Repeated calls to the same tool keep that model warm. A cold call pays a short load cost. For long-running tools like image generation, the underlying API supports async with a poll URL, so a slow render does not block.
Privacy: stronger than a hosted tool server
A hosted MCP server sees every argument you pass and every result it returns. It needs credentials and it logs traffic. The Off Grid AI Desktop MCP endpoint binds to 127.0.0.1, so it answers only your machine. There is no telemetry, no account, no key. The code is AGPL-3.0, so the behavior is auditable. Your prompts, images, and recordings stay on disk.
Getting started
- Download or clone from github.com/off-grid-ai/desktop.
- Install and launch the app.
- Download a model for each modality you want to expose as a tool.
- The MCP endpoint is live at
http://127.0.0.1:7878/mcp. Runtools/listto confirm. - Add the URL to your MCP client config and reload.
The interactive HTTP docs at /docs and the spec at /openapi.json cover the companion /v1 API if you want both surfaces.
What's coming
- Reach the MCP endpoint from other paired devices over your local mesh, so a phone or tablet can use your desktop's models as tools.

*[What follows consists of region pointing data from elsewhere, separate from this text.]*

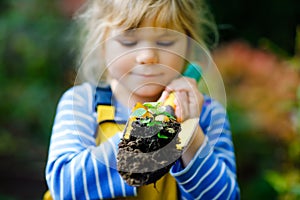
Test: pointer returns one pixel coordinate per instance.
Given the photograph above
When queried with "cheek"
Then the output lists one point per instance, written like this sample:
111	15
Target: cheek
174	62
119	67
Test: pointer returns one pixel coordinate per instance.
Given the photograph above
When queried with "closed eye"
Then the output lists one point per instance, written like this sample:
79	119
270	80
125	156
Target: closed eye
127	43
165	43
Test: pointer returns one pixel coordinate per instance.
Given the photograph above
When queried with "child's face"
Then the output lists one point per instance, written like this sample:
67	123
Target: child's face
145	60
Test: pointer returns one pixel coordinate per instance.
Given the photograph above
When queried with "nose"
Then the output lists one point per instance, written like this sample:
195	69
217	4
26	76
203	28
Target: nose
147	56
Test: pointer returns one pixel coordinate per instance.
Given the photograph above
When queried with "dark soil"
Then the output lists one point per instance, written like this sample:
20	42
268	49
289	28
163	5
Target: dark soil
146	156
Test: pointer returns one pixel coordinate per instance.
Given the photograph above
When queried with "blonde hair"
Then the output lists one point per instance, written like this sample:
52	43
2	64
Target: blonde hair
97	17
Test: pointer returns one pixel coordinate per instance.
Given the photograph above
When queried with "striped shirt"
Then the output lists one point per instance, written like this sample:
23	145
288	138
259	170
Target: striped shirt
79	169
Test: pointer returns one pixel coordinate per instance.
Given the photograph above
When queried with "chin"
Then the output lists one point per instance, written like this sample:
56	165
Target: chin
149	91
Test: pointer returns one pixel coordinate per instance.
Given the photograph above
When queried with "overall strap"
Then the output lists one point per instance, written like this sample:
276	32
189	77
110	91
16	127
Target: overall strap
103	106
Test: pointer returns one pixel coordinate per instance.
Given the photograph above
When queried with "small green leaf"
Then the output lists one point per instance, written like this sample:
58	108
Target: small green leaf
162	136
161	110
168	115
145	121
152	104
139	112
154	123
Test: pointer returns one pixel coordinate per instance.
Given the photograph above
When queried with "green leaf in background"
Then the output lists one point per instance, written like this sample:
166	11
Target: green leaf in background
152	104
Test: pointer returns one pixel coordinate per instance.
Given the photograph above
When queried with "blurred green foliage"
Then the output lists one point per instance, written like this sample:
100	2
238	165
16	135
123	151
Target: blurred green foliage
35	61
37	65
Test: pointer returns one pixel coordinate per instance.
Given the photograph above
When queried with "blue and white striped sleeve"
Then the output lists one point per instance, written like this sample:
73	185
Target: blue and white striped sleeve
76	167
212	172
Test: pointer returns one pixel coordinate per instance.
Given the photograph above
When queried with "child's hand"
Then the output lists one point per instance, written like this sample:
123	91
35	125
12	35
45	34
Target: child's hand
188	99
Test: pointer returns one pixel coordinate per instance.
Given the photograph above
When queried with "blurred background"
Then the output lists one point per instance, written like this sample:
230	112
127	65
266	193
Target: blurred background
258	56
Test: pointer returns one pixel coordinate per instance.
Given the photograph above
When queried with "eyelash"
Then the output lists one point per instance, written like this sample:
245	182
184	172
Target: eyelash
128	43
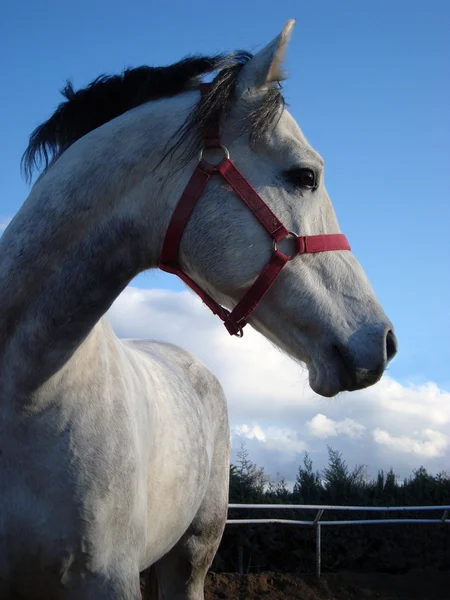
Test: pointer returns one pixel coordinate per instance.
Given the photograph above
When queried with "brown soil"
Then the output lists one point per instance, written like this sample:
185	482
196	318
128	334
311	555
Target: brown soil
417	585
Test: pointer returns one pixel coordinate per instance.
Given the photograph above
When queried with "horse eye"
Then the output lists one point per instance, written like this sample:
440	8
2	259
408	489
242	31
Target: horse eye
302	177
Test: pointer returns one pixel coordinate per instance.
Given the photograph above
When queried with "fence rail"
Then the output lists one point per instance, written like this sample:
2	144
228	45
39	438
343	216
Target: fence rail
317	523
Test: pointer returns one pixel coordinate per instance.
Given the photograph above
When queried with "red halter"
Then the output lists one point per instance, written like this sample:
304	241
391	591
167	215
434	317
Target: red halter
235	320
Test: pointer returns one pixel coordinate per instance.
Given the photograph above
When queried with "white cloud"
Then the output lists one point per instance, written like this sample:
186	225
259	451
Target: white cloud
273	410
431	444
283	440
322	427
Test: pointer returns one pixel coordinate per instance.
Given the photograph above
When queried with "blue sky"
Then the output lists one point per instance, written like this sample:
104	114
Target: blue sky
368	85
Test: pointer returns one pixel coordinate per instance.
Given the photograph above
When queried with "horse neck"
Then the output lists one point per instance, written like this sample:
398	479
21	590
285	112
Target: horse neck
90	224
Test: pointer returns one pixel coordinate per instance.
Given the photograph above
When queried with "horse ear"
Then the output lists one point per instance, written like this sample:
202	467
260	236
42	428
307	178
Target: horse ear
266	66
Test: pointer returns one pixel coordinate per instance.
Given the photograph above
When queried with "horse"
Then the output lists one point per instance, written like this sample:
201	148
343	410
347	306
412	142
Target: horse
114	454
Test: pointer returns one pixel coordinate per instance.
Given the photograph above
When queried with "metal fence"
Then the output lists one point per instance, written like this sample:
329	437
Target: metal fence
318	524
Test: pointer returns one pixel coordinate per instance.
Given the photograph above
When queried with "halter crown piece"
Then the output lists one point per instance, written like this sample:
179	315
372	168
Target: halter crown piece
235	320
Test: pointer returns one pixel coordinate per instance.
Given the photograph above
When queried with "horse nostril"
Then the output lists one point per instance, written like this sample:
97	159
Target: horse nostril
391	345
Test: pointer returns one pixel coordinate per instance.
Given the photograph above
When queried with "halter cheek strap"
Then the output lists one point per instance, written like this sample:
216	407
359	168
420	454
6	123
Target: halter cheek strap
236	319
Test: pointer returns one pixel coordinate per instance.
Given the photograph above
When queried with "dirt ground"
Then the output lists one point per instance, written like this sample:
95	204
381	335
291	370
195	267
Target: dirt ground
417	585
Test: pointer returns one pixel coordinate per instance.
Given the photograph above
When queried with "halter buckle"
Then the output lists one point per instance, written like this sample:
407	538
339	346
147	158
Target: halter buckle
290	234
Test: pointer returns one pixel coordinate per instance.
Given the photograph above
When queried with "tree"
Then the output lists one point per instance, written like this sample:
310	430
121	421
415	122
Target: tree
307	487
248	482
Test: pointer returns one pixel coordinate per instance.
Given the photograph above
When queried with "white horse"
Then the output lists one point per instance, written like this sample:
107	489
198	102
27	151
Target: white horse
114	455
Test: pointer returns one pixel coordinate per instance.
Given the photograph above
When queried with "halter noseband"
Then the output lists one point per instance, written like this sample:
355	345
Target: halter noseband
235	320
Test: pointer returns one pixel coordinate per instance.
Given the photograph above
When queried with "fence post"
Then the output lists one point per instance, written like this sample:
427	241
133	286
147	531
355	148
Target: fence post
318	551
318	543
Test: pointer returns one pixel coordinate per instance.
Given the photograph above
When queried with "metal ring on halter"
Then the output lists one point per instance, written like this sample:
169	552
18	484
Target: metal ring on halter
239	332
290	234
223	148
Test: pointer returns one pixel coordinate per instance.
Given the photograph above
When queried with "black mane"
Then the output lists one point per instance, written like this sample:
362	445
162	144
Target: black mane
107	97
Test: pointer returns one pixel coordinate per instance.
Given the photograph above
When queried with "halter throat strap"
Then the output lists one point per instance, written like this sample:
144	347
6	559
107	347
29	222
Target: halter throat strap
235	320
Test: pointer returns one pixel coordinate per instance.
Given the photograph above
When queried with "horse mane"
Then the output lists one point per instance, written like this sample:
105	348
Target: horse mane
109	96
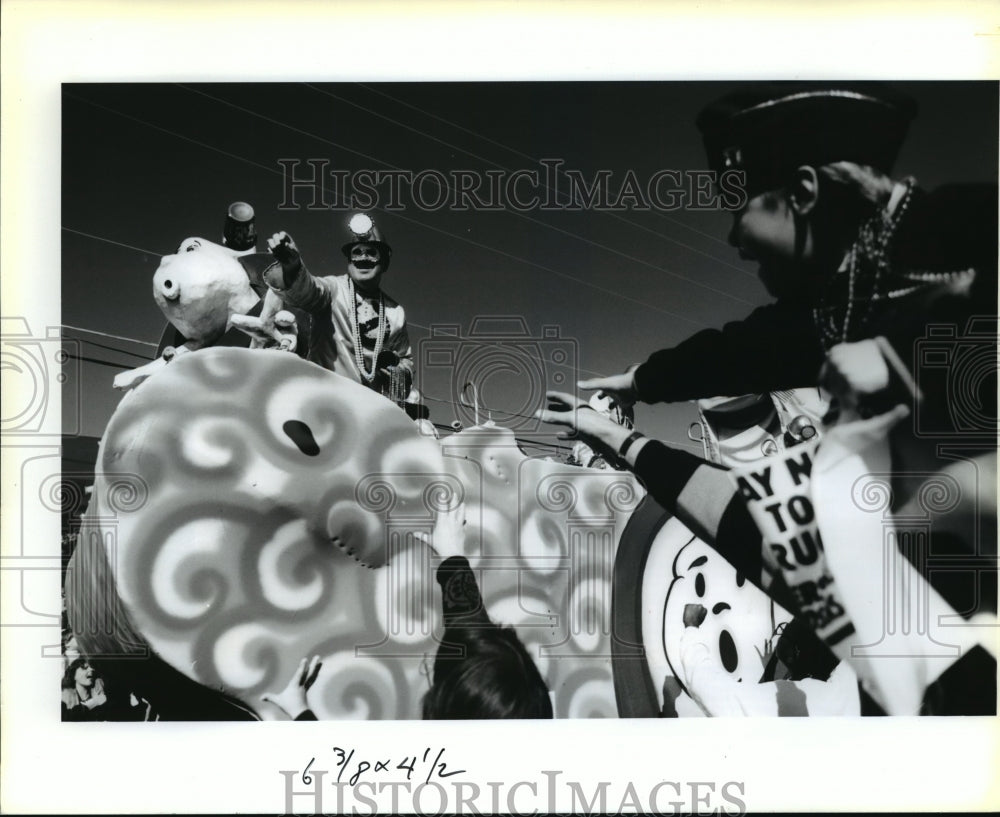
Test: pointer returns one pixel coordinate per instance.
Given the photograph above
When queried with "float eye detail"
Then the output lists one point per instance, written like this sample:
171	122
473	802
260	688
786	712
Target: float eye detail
727	651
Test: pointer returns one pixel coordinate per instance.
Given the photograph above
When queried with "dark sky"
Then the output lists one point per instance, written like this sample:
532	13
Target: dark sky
145	166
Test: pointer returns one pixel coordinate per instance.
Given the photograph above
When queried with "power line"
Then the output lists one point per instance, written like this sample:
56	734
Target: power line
530	158
544	224
401	217
110	241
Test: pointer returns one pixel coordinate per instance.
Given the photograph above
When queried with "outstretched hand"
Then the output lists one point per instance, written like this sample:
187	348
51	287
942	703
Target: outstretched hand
283	248
292	699
599	432
857	377
449	532
273	327
619	386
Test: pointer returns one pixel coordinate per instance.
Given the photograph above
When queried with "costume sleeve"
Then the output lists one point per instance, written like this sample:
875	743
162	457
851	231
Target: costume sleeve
307	292
401	346
691	488
460	596
775	347
953	231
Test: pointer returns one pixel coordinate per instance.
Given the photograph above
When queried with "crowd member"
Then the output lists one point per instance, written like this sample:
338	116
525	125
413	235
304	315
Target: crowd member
83	695
481	670
357	329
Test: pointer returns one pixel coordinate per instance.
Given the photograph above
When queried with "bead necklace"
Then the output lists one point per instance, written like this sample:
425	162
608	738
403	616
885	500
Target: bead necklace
359	357
868	259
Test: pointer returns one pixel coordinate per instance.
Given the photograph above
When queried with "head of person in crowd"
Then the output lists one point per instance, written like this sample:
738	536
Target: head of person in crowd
368	255
815	163
482	670
80	674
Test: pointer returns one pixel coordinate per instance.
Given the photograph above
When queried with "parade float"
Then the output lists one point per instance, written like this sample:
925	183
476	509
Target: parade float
251	508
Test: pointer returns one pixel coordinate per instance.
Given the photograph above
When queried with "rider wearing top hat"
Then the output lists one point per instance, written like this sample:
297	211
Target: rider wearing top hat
357	330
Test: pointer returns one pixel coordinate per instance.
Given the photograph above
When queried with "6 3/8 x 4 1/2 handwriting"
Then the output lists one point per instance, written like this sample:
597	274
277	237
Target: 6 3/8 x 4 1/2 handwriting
437	768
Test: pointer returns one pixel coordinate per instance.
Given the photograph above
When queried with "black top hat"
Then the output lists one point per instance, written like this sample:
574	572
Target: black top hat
239	231
364	231
770	130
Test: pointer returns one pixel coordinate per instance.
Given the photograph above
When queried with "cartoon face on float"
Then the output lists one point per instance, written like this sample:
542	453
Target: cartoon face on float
200	286
242	496
735	620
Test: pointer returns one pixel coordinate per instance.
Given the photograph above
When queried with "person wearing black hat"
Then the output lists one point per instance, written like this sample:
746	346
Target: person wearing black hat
861	267
357	329
850	254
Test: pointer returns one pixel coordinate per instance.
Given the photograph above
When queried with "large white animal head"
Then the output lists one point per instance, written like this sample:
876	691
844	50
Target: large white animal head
200	286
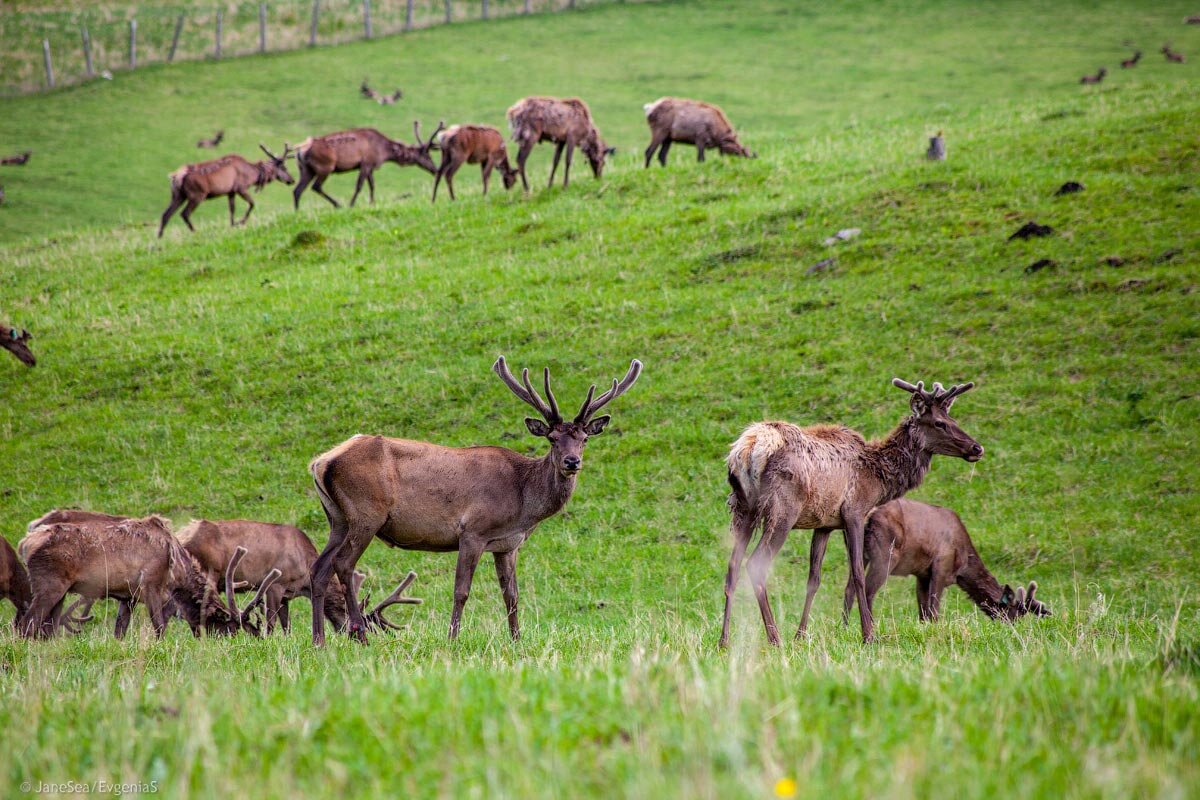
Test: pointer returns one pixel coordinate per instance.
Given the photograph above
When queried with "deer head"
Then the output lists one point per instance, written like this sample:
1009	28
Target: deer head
567	439
931	413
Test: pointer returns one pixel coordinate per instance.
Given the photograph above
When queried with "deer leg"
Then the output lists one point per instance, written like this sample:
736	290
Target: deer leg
507	573
468	558
816	558
742	529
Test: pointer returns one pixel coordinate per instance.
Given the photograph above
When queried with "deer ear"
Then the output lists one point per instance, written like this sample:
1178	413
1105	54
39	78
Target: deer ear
537	427
595	427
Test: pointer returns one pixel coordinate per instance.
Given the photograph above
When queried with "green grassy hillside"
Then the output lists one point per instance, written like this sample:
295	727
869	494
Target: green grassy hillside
197	377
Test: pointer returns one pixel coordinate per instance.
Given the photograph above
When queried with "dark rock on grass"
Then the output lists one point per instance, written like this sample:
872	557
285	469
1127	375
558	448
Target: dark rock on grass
1031	229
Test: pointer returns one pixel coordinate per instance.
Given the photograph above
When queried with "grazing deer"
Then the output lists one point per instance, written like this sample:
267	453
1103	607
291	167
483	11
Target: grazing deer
16	341
269	547
226	176
567	122
474	500
211	143
473	144
930	542
383	100
361	149
131	560
690	121
826	477
13	581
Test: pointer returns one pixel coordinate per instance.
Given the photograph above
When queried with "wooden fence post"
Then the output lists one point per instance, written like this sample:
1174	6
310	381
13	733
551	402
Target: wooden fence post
87	52
174	38
46	59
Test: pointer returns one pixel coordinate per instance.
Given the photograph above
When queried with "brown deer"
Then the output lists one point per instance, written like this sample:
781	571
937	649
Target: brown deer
909	537
210	144
226	176
826	477
424	497
361	149
473	144
567	122
131	560
16	341
690	121
270	547
13	581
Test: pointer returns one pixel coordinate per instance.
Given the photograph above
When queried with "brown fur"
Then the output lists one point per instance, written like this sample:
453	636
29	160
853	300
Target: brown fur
361	150
473	144
826	477
906	537
567	122
690	121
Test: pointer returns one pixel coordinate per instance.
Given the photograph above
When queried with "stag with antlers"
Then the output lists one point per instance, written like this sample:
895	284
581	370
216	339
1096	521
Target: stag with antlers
825	477
471	500
361	150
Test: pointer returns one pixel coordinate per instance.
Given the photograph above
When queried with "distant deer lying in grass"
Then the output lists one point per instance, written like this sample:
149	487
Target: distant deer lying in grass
226	176
825	477
909	537
690	121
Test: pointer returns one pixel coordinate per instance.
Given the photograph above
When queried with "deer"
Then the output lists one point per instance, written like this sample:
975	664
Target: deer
472	500
567	122
379	97
825	477
13	581
269	547
361	149
907	537
226	176
690	121
210	144
473	144
16	341
131	560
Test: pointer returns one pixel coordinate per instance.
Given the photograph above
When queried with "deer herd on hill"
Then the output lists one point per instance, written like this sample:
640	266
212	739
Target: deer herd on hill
565	122
474	500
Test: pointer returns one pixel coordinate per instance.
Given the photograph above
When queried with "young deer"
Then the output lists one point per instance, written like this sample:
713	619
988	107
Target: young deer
826	477
567	122
474	500
227	176
690	121
930	542
361	150
473	144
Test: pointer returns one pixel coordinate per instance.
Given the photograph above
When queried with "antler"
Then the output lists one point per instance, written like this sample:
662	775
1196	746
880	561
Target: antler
527	392
591	407
395	599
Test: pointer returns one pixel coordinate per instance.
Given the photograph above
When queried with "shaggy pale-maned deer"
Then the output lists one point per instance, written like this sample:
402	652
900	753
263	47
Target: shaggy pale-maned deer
826	477
473	144
690	121
269	547
930	542
135	559
424	497
361	149
16	341
13	581
231	176
567	122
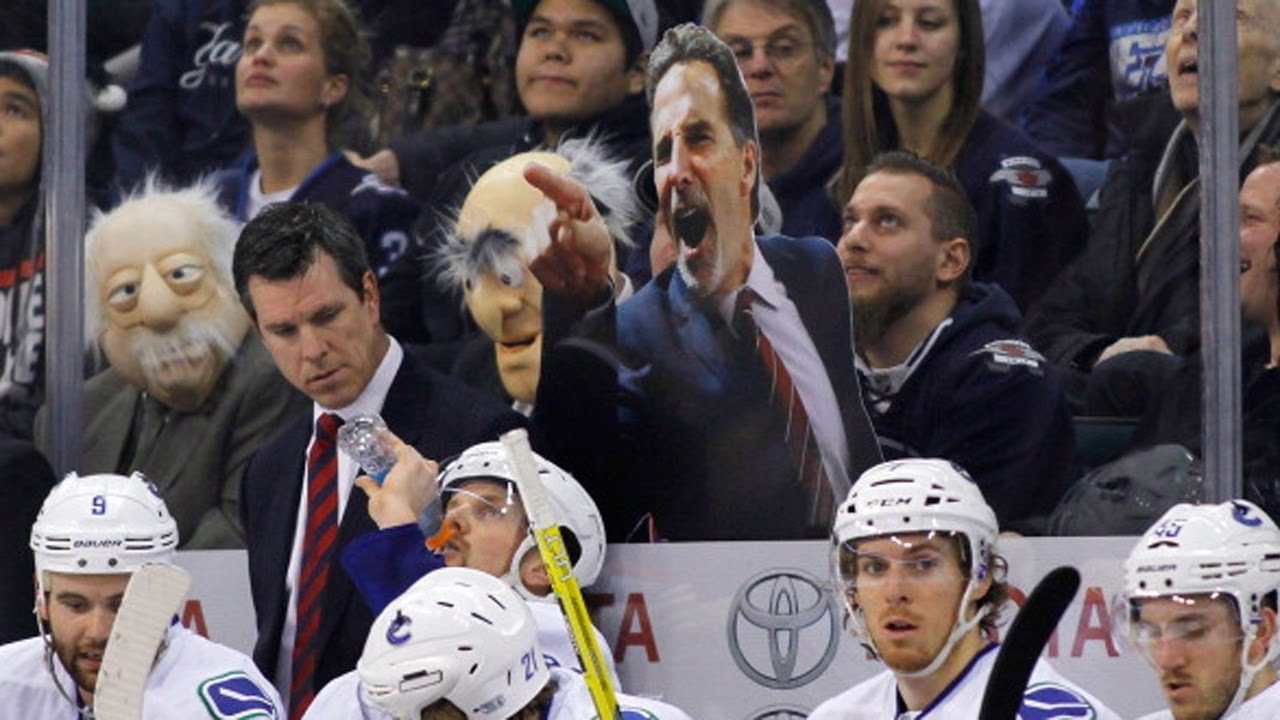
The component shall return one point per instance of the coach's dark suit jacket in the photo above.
(680, 427)
(26, 478)
(433, 413)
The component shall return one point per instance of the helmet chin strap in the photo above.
(1248, 670)
(512, 575)
(858, 625)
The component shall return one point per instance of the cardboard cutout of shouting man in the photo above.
(191, 392)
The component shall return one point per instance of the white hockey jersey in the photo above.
(1262, 706)
(1048, 697)
(193, 678)
(342, 697)
(572, 701)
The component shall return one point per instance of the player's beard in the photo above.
(183, 361)
(68, 655)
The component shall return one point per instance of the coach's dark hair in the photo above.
(287, 238)
(344, 42)
(816, 16)
(689, 42)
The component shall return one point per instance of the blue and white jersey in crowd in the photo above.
(1262, 706)
(344, 698)
(1048, 697)
(193, 678)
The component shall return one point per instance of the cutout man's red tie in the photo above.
(321, 534)
(798, 433)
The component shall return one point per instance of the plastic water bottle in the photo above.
(365, 438)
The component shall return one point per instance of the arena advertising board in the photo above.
(750, 630)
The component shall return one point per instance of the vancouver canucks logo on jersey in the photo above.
(234, 696)
(1050, 701)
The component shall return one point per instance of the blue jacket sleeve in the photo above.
(1068, 117)
(384, 564)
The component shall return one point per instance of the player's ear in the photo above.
(41, 607)
(533, 574)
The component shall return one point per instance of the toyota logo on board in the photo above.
(784, 629)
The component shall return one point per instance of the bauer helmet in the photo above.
(1230, 550)
(909, 497)
(457, 634)
(103, 524)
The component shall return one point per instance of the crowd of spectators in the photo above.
(937, 287)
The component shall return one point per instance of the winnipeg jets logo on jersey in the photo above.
(1050, 701)
(213, 62)
(373, 182)
(1024, 176)
(234, 696)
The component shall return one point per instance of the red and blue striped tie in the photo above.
(321, 534)
(801, 443)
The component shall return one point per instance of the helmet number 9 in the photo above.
(530, 661)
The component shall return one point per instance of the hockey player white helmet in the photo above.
(1232, 550)
(101, 524)
(574, 506)
(456, 634)
(912, 497)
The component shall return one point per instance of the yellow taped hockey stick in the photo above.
(560, 569)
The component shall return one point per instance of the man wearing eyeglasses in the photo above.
(1200, 604)
(786, 50)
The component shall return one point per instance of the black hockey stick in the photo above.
(1024, 642)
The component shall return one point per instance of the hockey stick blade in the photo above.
(545, 529)
(154, 595)
(1025, 641)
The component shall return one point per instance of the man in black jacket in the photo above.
(1132, 296)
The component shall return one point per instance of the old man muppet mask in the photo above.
(502, 224)
(161, 305)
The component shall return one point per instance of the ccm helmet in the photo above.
(457, 634)
(103, 524)
(574, 506)
(908, 497)
(1226, 550)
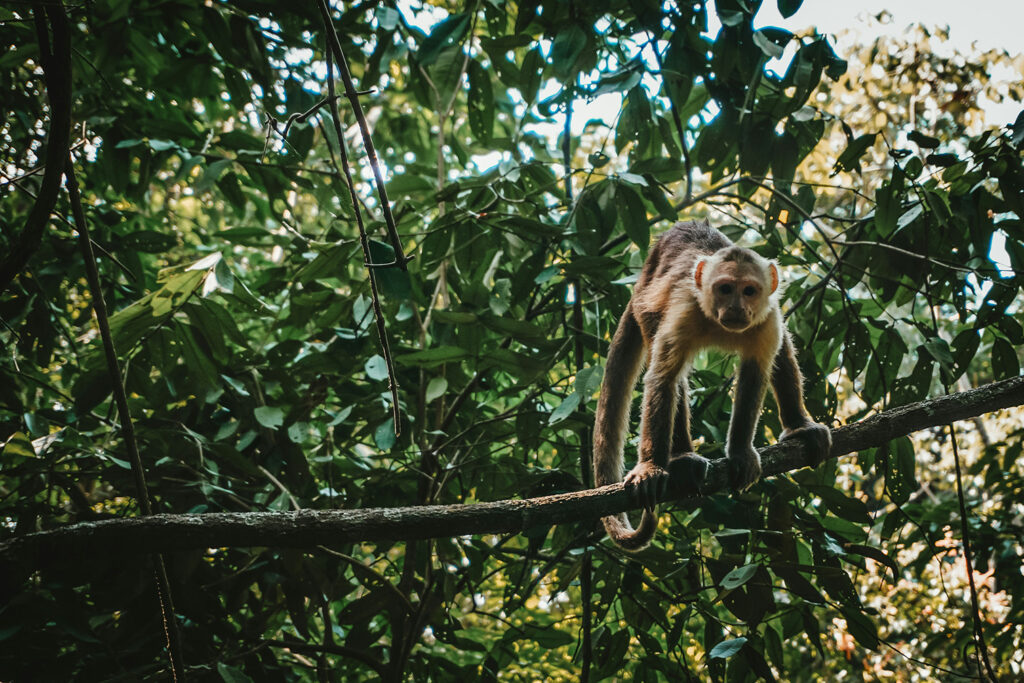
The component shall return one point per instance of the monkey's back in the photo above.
(677, 250)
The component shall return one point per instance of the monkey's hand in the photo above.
(648, 481)
(687, 471)
(744, 467)
(816, 436)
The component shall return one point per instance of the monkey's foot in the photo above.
(687, 471)
(816, 436)
(649, 483)
(744, 468)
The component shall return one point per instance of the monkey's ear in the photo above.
(773, 274)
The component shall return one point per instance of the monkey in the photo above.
(696, 290)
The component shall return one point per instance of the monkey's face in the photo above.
(735, 295)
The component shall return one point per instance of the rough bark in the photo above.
(307, 528)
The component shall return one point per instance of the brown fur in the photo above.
(696, 290)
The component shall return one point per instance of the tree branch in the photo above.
(307, 528)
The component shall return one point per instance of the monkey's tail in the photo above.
(625, 358)
(625, 536)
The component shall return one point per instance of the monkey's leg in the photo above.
(743, 460)
(686, 469)
(650, 476)
(787, 384)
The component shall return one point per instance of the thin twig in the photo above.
(365, 242)
(171, 633)
(55, 60)
(334, 43)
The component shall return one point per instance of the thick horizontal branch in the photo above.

Local only, no cloud.
- More bundled models behind the tools.
- Broader tool coverage as the on-device modalities grow.
FAQ
Q: Is it really free?
Yes. Free and open-source under AGPL-3.0. The MCP endpoint is part of the open core.
Q: Does it work offline?
Yes. Once models are downloaded, every tool call runs on-device with no network.
Q: Which MCP clients work?
Any client that supports an HTTP MCP server over Streamable HTTP. Point it at the URL and it lists the tools.
Q: Do I need an API key or account?
No. The endpoint checks neither. It is local-only by design.
Q: Can another machine reach my MCP endpoint?
Not today. It binds to loopback. Cross-device access over the local mesh is a separate, future feature.
Q: What models back the tools?
The same on-device models the app runs for chat, vision, image generation, speech, and embeddings. Run GET /v1/models to see which is active per modality.
Give your agent local tools that never phone home.